(For the audio version of this blog, please visit: http://brothersinchristcmf.org/wp-content/uploads/2021/10/Mass-Blog-for-the-30th-Sunday-in-Ordinary-time-2021.mp3)
Upon his 1933 Inauguration as president of the Depression-afflicted United States, Franklin D. Roosevelt encouraged the nation, saying “The only thing we have to fear is fear itself.”
Fifteen years later, in his essay “On Living in an Atomic Age,” C.S. Lewis wrote, “If we are all going to be destroyed by an atomic bomb, let that bomb find us doing sensible and human things—praying, working, teaching, reading, listening to music, bathing the children—not huddled together like frightened sheep and thinking about death.”
A couple months ago, while America left its war in Afghanistan behind, one of our Afghan allies who was also left behind, as he was being hunted by the Taliban and realizing he had nothing left to lose, wrote: “I know that I’m going to get killed. The good thing is that I’m not going to die for a bad thing. I’m going to die for a good thing. What I did, I will never regret it because I have tried to help people.”
Now flashback 2,000 years. In an era when being blind was a fate as inescapable as death, a blind man named Bartimaeus survived by begging for the mercy of passersby (Mk 10:46-52). One day, one of those passersby was a miracle worker Bartimaeus had heard of. With nothing left to lose, he called out, “Jesus, son of David, have pity on me.” Hearing that call, Jesus told the people around him to bring Bart over. “Take courage; get up, Jesus is calling you,” they told him.
He threw aside his cloak, sprang up, and came to Jesus. “What do you want me to do for you?” Jesus asked. “Master, I want to see,” came the reply. Jesus told him, “Go your way; your faith has saved you.” Immediately he received his sight
and followed him on the way.
We don’t know where Jesus led him, but it’s clear to see that in each of the above cases, faith’s leadership into courage came from fellow fear-facers.
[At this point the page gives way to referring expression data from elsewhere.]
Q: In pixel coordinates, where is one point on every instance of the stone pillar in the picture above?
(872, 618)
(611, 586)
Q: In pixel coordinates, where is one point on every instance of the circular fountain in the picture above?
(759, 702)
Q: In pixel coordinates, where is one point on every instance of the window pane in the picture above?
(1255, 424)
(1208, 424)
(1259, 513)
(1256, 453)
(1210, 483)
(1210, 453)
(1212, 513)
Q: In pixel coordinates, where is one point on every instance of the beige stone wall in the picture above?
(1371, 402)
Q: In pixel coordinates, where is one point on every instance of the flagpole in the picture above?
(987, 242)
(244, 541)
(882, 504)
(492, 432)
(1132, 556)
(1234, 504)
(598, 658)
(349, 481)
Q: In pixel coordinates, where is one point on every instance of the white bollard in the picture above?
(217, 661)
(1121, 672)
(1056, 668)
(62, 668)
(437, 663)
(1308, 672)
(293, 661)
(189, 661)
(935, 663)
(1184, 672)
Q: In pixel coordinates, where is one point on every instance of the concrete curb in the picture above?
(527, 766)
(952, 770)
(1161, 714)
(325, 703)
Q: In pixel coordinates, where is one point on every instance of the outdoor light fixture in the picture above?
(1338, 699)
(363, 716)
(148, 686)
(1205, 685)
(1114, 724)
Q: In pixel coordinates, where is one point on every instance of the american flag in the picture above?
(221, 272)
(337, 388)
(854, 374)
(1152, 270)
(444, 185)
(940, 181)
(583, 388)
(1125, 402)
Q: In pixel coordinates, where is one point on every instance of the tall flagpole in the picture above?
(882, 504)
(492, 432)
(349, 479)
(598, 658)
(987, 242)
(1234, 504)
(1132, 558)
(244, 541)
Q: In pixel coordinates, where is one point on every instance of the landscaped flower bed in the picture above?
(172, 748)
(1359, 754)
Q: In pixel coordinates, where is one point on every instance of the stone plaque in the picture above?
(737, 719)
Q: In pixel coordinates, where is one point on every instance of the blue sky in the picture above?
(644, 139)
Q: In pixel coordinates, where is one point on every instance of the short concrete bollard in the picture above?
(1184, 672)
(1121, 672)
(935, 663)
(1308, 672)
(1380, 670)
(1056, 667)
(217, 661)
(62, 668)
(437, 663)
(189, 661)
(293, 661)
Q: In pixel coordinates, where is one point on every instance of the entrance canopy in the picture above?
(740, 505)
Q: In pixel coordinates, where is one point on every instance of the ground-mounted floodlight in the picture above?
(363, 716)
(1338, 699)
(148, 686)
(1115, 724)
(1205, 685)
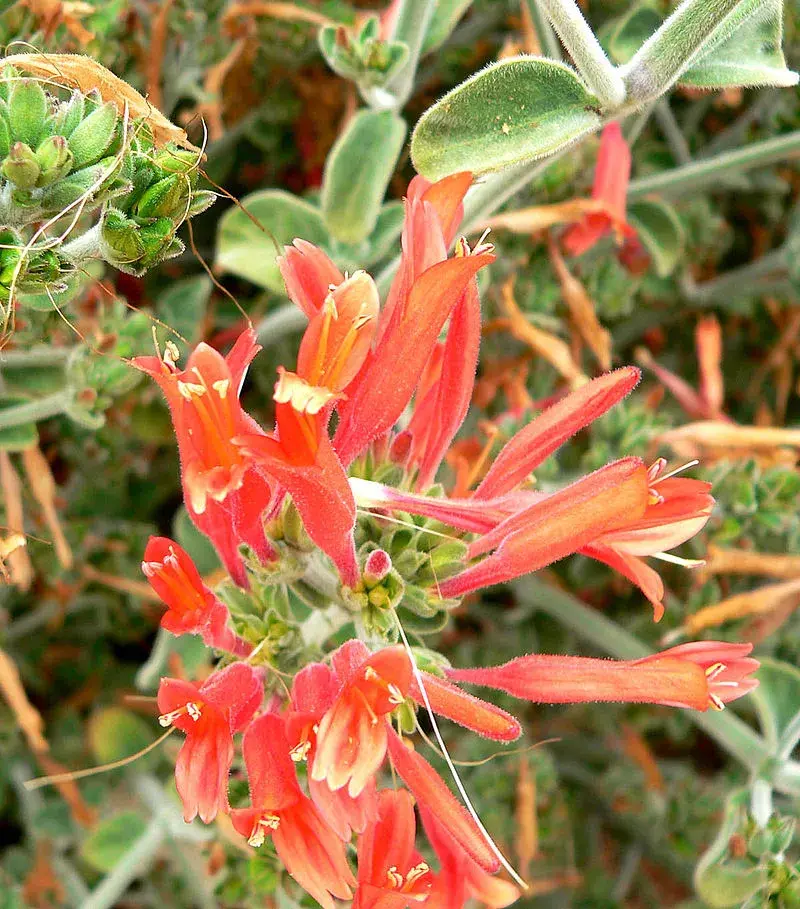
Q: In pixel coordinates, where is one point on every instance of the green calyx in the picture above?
(66, 156)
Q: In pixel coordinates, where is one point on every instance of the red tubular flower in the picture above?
(698, 675)
(314, 690)
(677, 510)
(556, 526)
(461, 878)
(224, 491)
(391, 873)
(308, 275)
(611, 187)
(548, 432)
(303, 461)
(450, 701)
(441, 410)
(351, 739)
(192, 607)
(312, 853)
(429, 788)
(209, 714)
(426, 290)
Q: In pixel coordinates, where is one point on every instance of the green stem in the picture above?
(597, 71)
(548, 40)
(671, 49)
(705, 173)
(35, 357)
(735, 736)
(33, 411)
(275, 326)
(413, 19)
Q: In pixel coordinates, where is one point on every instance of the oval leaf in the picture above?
(751, 56)
(249, 251)
(660, 231)
(358, 171)
(514, 111)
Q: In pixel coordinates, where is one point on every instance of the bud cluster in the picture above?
(63, 158)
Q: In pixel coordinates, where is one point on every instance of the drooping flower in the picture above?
(311, 852)
(314, 690)
(352, 735)
(224, 490)
(611, 187)
(677, 509)
(301, 458)
(698, 675)
(460, 878)
(192, 607)
(210, 714)
(555, 526)
(391, 873)
(428, 788)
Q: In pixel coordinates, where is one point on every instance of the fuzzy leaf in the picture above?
(660, 231)
(358, 171)
(751, 56)
(249, 251)
(513, 111)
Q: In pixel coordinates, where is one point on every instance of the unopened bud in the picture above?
(55, 159)
(377, 566)
(21, 166)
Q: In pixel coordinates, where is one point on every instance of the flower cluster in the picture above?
(315, 753)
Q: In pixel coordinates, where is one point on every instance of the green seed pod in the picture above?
(173, 160)
(55, 160)
(93, 136)
(166, 199)
(69, 114)
(120, 238)
(27, 111)
(21, 166)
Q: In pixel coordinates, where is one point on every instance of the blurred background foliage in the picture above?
(614, 806)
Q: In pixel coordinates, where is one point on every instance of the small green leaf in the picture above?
(751, 56)
(358, 171)
(249, 251)
(512, 112)
(777, 698)
(111, 840)
(631, 31)
(660, 231)
(116, 733)
(17, 438)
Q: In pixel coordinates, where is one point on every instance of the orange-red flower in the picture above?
(460, 878)
(610, 187)
(677, 509)
(311, 852)
(699, 675)
(224, 490)
(209, 714)
(391, 873)
(192, 607)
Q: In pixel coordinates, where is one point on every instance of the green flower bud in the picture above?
(55, 159)
(120, 238)
(173, 160)
(21, 166)
(166, 199)
(92, 138)
(69, 114)
(27, 111)
(5, 132)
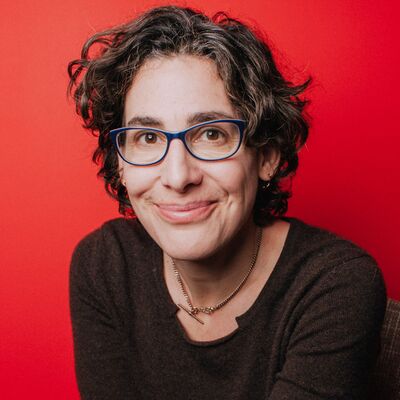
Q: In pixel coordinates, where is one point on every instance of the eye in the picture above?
(149, 137)
(212, 134)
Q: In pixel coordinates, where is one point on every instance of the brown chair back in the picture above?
(386, 375)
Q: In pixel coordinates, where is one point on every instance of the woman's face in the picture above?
(190, 207)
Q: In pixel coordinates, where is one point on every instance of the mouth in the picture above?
(185, 213)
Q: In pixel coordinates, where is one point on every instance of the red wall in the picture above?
(348, 180)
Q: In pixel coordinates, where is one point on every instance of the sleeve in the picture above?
(335, 339)
(100, 349)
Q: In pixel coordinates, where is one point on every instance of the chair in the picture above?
(385, 383)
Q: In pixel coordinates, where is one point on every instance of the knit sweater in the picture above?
(312, 333)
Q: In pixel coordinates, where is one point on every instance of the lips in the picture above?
(185, 213)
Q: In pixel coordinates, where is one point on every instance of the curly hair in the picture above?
(270, 104)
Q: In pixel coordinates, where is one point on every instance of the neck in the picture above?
(208, 281)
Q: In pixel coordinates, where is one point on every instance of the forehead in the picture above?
(173, 89)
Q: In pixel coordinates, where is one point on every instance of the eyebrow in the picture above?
(193, 119)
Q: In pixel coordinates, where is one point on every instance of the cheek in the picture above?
(240, 181)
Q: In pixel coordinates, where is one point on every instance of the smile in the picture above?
(185, 213)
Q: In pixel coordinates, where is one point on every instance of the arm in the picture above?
(100, 346)
(335, 340)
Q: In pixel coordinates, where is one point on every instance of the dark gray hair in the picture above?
(271, 105)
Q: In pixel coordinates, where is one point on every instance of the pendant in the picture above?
(190, 313)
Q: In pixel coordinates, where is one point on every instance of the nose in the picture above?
(180, 170)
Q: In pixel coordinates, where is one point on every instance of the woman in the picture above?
(210, 293)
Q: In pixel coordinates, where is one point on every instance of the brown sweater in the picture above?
(311, 334)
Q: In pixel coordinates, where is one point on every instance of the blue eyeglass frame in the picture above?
(241, 124)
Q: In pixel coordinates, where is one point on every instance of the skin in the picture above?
(199, 213)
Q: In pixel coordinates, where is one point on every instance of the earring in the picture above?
(265, 185)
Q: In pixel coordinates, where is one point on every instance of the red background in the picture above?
(347, 182)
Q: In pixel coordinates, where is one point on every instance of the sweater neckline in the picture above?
(243, 320)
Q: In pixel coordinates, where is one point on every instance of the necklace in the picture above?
(193, 311)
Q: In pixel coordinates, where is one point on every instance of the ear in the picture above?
(268, 162)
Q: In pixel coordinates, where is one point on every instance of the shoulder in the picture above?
(323, 263)
(112, 249)
(110, 236)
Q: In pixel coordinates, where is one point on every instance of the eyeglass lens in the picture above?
(208, 142)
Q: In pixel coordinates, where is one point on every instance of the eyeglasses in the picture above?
(209, 141)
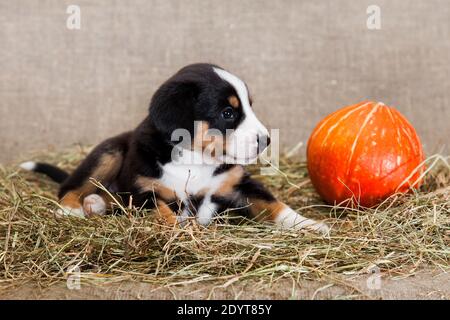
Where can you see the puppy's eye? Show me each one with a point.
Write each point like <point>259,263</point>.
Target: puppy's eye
<point>228,113</point>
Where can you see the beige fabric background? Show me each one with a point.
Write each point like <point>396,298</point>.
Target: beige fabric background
<point>301,60</point>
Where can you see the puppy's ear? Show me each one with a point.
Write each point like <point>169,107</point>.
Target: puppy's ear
<point>172,106</point>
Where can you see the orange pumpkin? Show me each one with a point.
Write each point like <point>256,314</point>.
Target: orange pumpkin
<point>365,152</point>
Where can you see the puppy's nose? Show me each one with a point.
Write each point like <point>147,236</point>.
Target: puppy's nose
<point>263,142</point>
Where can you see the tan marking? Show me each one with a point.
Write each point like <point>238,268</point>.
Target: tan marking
<point>165,212</point>
<point>234,176</point>
<point>265,210</point>
<point>209,144</point>
<point>150,184</point>
<point>234,101</point>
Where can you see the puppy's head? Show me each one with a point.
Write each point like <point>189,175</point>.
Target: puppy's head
<point>215,108</point>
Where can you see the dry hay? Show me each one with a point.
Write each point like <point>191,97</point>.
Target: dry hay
<point>402,235</point>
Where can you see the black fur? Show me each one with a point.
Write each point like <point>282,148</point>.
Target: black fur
<point>55,173</point>
<point>195,93</point>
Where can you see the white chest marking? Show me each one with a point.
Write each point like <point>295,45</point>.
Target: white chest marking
<point>189,179</point>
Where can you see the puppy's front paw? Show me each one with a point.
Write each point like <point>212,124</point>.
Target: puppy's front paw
<point>94,204</point>
<point>288,218</point>
<point>67,211</point>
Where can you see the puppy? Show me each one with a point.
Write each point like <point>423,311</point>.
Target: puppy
<point>156,166</point>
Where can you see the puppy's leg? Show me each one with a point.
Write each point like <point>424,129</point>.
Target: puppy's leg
<point>264,207</point>
<point>103,165</point>
<point>166,212</point>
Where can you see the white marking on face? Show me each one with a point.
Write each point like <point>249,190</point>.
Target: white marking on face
<point>94,204</point>
<point>242,144</point>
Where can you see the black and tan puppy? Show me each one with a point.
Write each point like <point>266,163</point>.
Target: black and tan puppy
<point>157,167</point>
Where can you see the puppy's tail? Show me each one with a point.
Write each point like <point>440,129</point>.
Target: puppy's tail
<point>55,173</point>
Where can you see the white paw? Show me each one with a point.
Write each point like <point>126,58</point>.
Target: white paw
<point>67,211</point>
<point>288,218</point>
<point>94,204</point>
<point>183,217</point>
<point>206,212</point>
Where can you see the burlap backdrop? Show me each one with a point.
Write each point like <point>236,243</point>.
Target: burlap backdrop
<point>301,60</point>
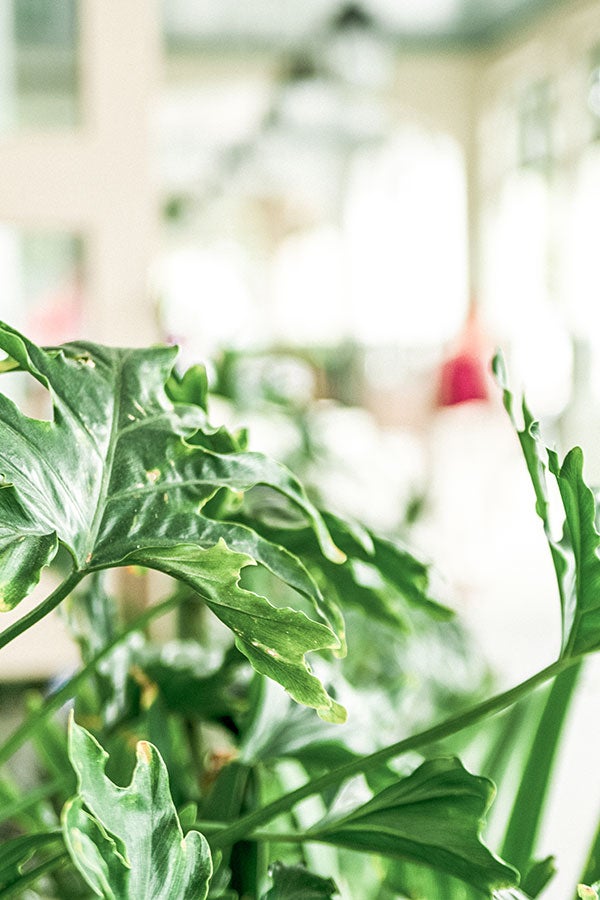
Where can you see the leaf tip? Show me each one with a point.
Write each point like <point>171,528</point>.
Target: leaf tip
<point>335,713</point>
<point>144,752</point>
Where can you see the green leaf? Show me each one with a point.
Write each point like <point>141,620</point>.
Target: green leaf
<point>575,555</point>
<point>129,840</point>
<point>433,817</point>
<point>296,883</point>
<point>95,853</point>
<point>274,640</point>
<point>585,892</point>
<point>16,853</point>
<point>538,876</point>
<point>121,475</point>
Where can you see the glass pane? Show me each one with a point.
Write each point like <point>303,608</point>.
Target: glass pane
<point>38,64</point>
<point>42,275</point>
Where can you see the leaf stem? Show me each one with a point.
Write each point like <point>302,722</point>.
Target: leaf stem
<point>56,700</point>
<point>42,609</point>
<point>524,822</point>
<point>449,727</point>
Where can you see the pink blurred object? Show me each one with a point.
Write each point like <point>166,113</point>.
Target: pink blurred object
<point>56,317</point>
<point>464,375</point>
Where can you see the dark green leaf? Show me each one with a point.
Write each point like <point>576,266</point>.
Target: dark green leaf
<point>121,475</point>
<point>296,883</point>
<point>131,834</point>
<point>433,817</point>
<point>95,853</point>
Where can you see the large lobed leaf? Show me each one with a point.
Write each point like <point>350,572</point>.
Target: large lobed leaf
<point>127,842</point>
<point>434,817</point>
<point>122,474</point>
<point>575,556</point>
<point>296,883</point>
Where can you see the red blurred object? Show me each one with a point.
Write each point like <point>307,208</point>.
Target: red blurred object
<point>463,376</point>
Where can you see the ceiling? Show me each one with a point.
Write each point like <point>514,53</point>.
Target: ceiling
<point>271,23</point>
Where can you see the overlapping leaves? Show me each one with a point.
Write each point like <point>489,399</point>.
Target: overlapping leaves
<point>575,554</point>
<point>434,818</point>
<point>122,474</point>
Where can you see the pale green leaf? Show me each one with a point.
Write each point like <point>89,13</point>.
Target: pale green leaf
<point>129,840</point>
<point>94,852</point>
<point>14,854</point>
<point>575,555</point>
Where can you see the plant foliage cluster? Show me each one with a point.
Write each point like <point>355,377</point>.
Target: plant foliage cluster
<point>238,789</point>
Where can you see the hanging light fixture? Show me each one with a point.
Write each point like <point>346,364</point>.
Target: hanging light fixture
<point>356,50</point>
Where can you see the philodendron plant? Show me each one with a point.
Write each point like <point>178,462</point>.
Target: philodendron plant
<point>128,472</point>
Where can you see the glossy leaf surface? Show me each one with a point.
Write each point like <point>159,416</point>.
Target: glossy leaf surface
<point>575,554</point>
<point>129,841</point>
<point>122,474</point>
<point>433,817</point>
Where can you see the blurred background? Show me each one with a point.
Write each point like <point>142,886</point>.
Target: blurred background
<point>342,208</point>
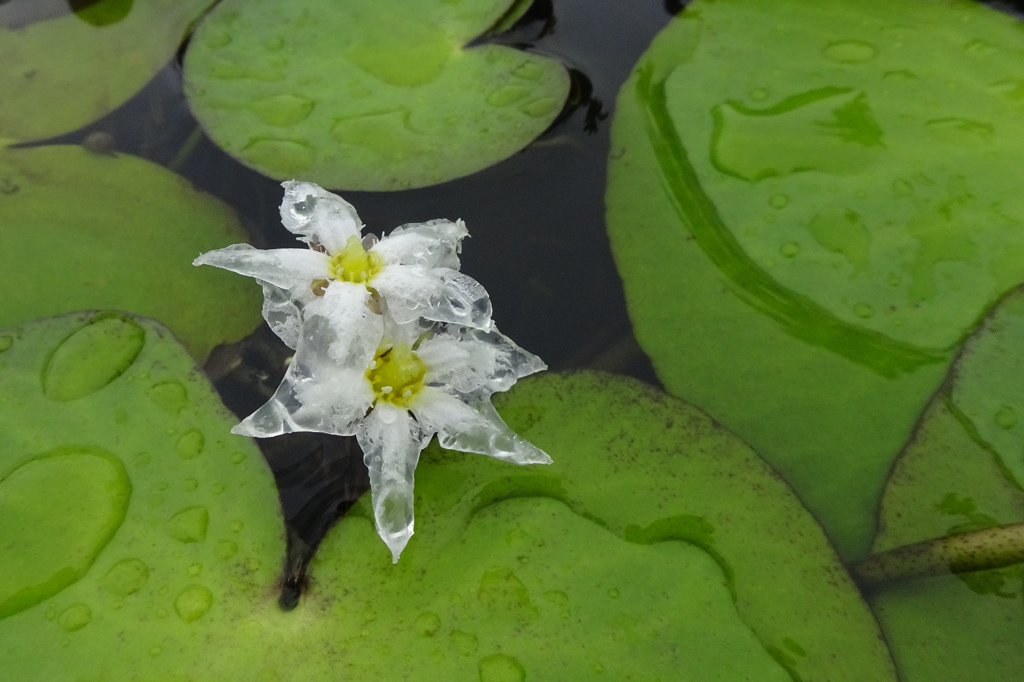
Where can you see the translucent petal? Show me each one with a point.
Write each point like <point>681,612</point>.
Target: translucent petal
<point>474,361</point>
<point>472,428</point>
<point>437,294</point>
<point>347,332</point>
<point>318,216</point>
<point>433,244</point>
<point>283,267</point>
<point>309,399</point>
<point>283,307</point>
<point>325,388</point>
<point>391,441</point>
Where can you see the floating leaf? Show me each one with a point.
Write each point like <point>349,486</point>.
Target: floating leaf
<point>656,542</point>
<point>367,94</point>
<point>620,556</point>
<point>88,230</point>
<point>955,476</point>
<point>122,533</point>
<point>108,51</point>
<point>807,232</point>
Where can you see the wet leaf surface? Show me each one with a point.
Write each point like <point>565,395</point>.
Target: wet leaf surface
<point>367,95</point>
<point>957,475</point>
<point>89,230</point>
<point>59,70</point>
<point>826,218</point>
<point>657,546</point>
<point>134,523</point>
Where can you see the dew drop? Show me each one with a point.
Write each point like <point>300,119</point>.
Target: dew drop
<point>91,357</point>
<point>850,51</point>
<point>60,509</point>
<point>193,603</point>
<point>501,668</point>
<point>428,624</point>
<point>189,524</point>
<point>190,443</point>
<point>75,617</point>
<point>126,577</point>
<point>170,396</point>
<point>1006,418</point>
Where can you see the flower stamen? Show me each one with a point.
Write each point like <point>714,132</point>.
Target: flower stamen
<point>395,374</point>
<point>354,263</point>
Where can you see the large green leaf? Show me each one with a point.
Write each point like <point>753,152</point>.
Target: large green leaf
<point>657,546</point>
<point>367,94</point>
<point>132,519</point>
<point>87,230</point>
<point>811,204</point>
<point>957,475</point>
<point>61,73</point>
Jesus was an early icon of courage, but even he was leading the way as part of an ancient tradition started by the same Holy Spirit that led the Israelites out of fear’s slavery, and whose words continue to speak to the human race. Sunday’s first reading (Jer 31:7-9) delivers those words to give 21st Centurions courage:
They departed in tears, but I will console them and guide them; I will lead them to brooks of water, on a level road, so that none shall stumble.
Old Testament mythology? Not if we live those words as Jesus and future profilers of courage did–like FDR, CS Lewis, and—even that Afghani freedom lover. After all, as Paul told the Hebrews via the letter serving as Sunday’s second reading (Heb 5:1-6),
Every high priest is taken from among men and made their representative before God … He is able to deal patiently with the ignorant and erring, for he himself is beset by weakness … No one takes this honor upon himself but only when called by God.
Courage is a divine calling, and as John F. Kennedy wrote in his Profiles in Courage, “it is an opportunity that sooner or later is presented to us all.”